23 dezembro 2024
Adriano de Lemos Alves Peixoto é PHD, administrador e psicólogo, mestre em Administração pela UFBA e Doutor em Psicologia pelo Instituto de Psicologia do Trabalho da Universidade de Sheffiel (Inglaterra). Atualmente é pesquisador de pós-doutorado associado ao Instituto de Psicologia da UFBA e escreve para o Política Livre às quintas-feiras.
Nem sei se ainda podemos chamar de crise a tragédia que se abateu sobre a Grécia. A situação é tão séria que a insuspeita revista britânica The Economist descreveu as condições do acordo imposto ao país como doloroso e humilhante. Antes do ajuste acertado nesta semana, o PIB grego já havia acumulado uma queda de 25% nos últimos anos, milhares de jovens abandonaram o país na busca de melhores oportunidades e a perspectiva é que ajuda humanitária seja necessária em breve, o tipo de coisa normalmente vista em campo de refugiados de guerra ou em catástrofes naturais.
Por mais simpatia e solidariedade que sinta pelo povo grego, uma pergunta se impõe: com as coisas chegaram a esse ponto? Uma narrativa recorrente em alguns círculos, inclusive acadêmicos, sugere que os gregos são vítimas inocentes da Troika, (FMI, Banco central Europeu e a Comissão Europeia), mais um dos múltiplos avatares do capitalismo financeiro mundial. Nessa direção temos não podemos desconsiderar os relatos de Yanis Varoufakis, ex-ministro das finanças grego, de que o país foi chantageado pelos seus “parceiros” europeus nas negociações para resgate do país e reconhecemos que o jogo é bruto, muito bruto. Entretanto, esse tipo de narrativa segue aquele roteiro básico que tende a isentar o governo (e indivíduos) de qualquer responsabilidade pela consequência de seus atos.
Não estou negando o impacto de fatores externos na economia dos diversos países, muito menos negando o domínio do sistema financeiro mundial por um punhado de economias que frequentemente transferem o custo de seus ajustes para países periféricos como o nosso. Contudo, negar sistematicamente o papel, importância e a responsabilidade das decisões dos governos (e dos indivíduos) sobre questões que afetam o cotidiano é assumir um discurso de vitimização que em nada contribui para a superação de problemas.
Como os exemplos da Grécia estão mais distantes, permitam-me ilustrar este ponto com exemplos mais próximos de nossa realidade. A decisão do governo brasileiro de construir estádios em doze cidades sedes para a copa do mundo foi fruto de chantagem da FIFA ou uma decisão populista de marketing?

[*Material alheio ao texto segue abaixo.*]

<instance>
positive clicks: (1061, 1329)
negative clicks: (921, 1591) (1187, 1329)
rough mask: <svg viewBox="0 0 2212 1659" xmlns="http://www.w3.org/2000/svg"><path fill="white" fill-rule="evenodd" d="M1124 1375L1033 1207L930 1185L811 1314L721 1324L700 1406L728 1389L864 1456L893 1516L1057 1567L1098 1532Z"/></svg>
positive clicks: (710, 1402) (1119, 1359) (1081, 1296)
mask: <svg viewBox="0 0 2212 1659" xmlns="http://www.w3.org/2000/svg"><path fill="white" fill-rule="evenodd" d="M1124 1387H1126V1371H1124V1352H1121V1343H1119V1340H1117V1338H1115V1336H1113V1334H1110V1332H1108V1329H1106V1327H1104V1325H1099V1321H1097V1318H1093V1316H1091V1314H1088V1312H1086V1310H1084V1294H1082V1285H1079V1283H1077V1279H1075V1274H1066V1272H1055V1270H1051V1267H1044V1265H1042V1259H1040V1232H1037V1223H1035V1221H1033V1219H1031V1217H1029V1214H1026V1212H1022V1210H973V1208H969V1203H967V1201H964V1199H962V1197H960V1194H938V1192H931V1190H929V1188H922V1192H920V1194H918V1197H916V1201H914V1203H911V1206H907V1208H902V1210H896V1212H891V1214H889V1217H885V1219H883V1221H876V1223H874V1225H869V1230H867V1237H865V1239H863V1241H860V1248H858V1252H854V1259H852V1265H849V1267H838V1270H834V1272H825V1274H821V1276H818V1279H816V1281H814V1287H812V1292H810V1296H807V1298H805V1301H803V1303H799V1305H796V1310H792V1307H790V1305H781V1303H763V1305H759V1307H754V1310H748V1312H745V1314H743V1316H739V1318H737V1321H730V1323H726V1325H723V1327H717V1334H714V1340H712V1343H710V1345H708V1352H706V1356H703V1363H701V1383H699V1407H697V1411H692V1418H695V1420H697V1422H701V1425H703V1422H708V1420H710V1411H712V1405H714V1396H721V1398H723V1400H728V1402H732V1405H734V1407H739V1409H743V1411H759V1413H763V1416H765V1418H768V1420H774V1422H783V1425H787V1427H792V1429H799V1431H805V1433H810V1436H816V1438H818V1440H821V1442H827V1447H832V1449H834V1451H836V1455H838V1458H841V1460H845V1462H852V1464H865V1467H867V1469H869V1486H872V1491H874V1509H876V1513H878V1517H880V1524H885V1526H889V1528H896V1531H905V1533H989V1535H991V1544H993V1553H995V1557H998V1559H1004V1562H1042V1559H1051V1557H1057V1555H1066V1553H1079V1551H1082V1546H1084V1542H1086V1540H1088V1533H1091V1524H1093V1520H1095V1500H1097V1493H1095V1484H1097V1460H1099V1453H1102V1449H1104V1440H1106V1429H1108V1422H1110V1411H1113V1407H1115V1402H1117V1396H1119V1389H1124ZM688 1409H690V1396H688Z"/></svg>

Quando o governo decidiu por um congelamento artificial de preços da gasolina impondo uma sangria no fluxo de caixa da Petrobrás, de tal ordem que comprometeu todo o plano de investimento da empresa nos próximos dez anos, isso pode ser atribuído a uma maquinação do capitalismo financeiro internacional ou isso é fruto de uma mentalidade populista?
Quando o governo baixa artificialmente as tarifas de energia elétrica ao mesmo tempo em que muda as regras do mercado de produção, em meio a uma crise de abastecimento, impondo aos consumidores uma violenta conta pela sua incompetência, isso pode ser creditado a austeridade da Troika? Hoje vivemos uma profunda crise moral, política e econômica que em parte, e apenas em parte, pode ser atribuída à desequilíbrios dos mercados internacionais. Parte significativa de nossos problemas é produto genuinamente made in Brazil. Fruto de decisões soberanas tomadas por nossos dirigentes.
Sim, o contexto é importante, mas não podemos negar que o mundo é moldado pelas nossas ações. É possível que a conta que foi apresentada aos gregos seja desproporcional à sua responsabilidade na crise. Já na nossa crise tenho a impressão de continuaremos afundando e que não encontraremos a saída enquanto formos incapazes de reconhecer o que deu errado, nossa responsabilidade sobre os problemas enfrentados para que, então, possamos caminhar em frente evitando e corrigindo os erros do passado.